The irrationality of tax codes and the equally irrational behavior they often generate have been a constant source of amusement for many of us over the years. With that in mind, I couldn’t help but chuckle over a recent culinary development in New York.
Patrons at bagel shops in the Empire State have been befuddled by higher costs of sliced bagels than bagels that are dumped in a bag and taken home, to the office or wherever. It seems an obscure law that was on the books for some time was not being enforced. Desperate to raise money, the state Department of Taxation and Finance has decided it wants its bite of the bagel (sorry).

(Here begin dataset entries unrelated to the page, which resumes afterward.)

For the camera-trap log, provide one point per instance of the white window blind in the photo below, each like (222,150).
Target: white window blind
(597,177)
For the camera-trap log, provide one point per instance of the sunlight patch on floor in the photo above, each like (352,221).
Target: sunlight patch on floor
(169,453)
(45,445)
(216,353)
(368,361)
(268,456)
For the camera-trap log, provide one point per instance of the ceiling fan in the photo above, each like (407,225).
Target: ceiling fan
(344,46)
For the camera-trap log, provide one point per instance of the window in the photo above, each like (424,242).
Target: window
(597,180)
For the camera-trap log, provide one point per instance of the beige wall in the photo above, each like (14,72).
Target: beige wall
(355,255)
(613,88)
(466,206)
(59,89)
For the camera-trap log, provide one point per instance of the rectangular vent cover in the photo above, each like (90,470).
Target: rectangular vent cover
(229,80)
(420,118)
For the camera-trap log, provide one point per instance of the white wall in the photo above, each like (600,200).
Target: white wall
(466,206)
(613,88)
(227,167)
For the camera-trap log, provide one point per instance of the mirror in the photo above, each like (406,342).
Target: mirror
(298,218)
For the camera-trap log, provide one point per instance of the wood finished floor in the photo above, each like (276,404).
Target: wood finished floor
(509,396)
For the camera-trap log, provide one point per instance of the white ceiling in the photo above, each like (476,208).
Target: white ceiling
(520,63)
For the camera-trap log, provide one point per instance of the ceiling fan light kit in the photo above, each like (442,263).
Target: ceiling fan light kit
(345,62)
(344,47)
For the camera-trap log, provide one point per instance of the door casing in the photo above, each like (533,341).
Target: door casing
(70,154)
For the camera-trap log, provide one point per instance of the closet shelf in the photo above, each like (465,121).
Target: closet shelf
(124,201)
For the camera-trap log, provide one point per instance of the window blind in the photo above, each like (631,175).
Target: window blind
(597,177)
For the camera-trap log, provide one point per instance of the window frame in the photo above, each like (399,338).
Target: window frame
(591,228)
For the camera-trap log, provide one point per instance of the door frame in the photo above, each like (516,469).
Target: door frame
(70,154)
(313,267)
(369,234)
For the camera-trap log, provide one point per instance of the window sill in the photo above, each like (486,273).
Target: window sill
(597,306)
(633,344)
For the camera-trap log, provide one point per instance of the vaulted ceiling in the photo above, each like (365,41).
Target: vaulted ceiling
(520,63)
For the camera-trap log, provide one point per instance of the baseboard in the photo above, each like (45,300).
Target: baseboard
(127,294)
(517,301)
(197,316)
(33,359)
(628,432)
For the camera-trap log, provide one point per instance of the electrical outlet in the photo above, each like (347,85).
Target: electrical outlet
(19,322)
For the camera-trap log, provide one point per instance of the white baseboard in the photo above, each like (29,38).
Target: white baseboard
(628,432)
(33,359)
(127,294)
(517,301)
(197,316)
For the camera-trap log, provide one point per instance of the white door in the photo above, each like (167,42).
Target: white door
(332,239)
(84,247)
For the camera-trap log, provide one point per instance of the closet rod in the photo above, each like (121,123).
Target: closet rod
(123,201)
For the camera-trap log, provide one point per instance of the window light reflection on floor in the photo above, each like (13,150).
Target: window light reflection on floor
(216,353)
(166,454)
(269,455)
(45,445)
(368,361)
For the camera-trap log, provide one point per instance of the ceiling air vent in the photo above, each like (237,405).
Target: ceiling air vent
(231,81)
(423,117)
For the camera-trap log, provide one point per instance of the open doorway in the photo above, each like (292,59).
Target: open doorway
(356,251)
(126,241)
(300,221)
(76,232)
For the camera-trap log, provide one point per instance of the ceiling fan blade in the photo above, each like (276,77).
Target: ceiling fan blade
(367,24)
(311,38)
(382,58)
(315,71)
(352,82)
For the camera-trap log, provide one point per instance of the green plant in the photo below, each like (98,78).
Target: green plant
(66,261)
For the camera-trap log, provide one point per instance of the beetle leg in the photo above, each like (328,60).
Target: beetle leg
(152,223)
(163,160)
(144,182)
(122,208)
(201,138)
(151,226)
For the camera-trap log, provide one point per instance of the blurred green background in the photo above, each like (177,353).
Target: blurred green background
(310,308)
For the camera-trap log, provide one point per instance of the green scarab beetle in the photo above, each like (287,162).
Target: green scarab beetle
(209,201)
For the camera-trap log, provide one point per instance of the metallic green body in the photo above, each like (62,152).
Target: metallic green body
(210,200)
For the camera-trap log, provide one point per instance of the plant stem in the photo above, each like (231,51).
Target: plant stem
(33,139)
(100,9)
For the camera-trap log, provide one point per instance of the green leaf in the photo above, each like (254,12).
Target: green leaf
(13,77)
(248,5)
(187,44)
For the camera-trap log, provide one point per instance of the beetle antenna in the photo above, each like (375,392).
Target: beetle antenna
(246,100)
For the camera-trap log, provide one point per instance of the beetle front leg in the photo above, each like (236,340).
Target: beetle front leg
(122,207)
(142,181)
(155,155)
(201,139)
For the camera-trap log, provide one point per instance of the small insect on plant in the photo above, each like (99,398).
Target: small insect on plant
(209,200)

It is not unusual for states to tax prepared foods, even as they do not tax their component ingredients. New Yorkers were not only unamused by the abrupt change but by the notion that slicing a bagel somehow dropped it, hole and all, into the prepared food category. Fuhgeddaboudit!
While New Yorkers grouse about Bagel-gate, Americans as a whole have another head-scratching tax story to absorb. PPACA has a clause “excluding Federal and State taxes and licensing or regulatory fees” from the definition of medical loss. That seems pretty clear, doesn’t it?
Yet the three committee chairmen most identified with the language of the law feel this should be clarified. Recently, Henry Waxman (House Commerce), Max Baucus (Senate Finance) and Sander Levin (Ways and Means), sent a letter to federal regulators seeing to “clarify their legislative intent.” What they intended was that these taxes were to be included in the medical loss ratios.
Taxing taxes is worse than taxing the bagel or the slice – it is more like taxing the hole!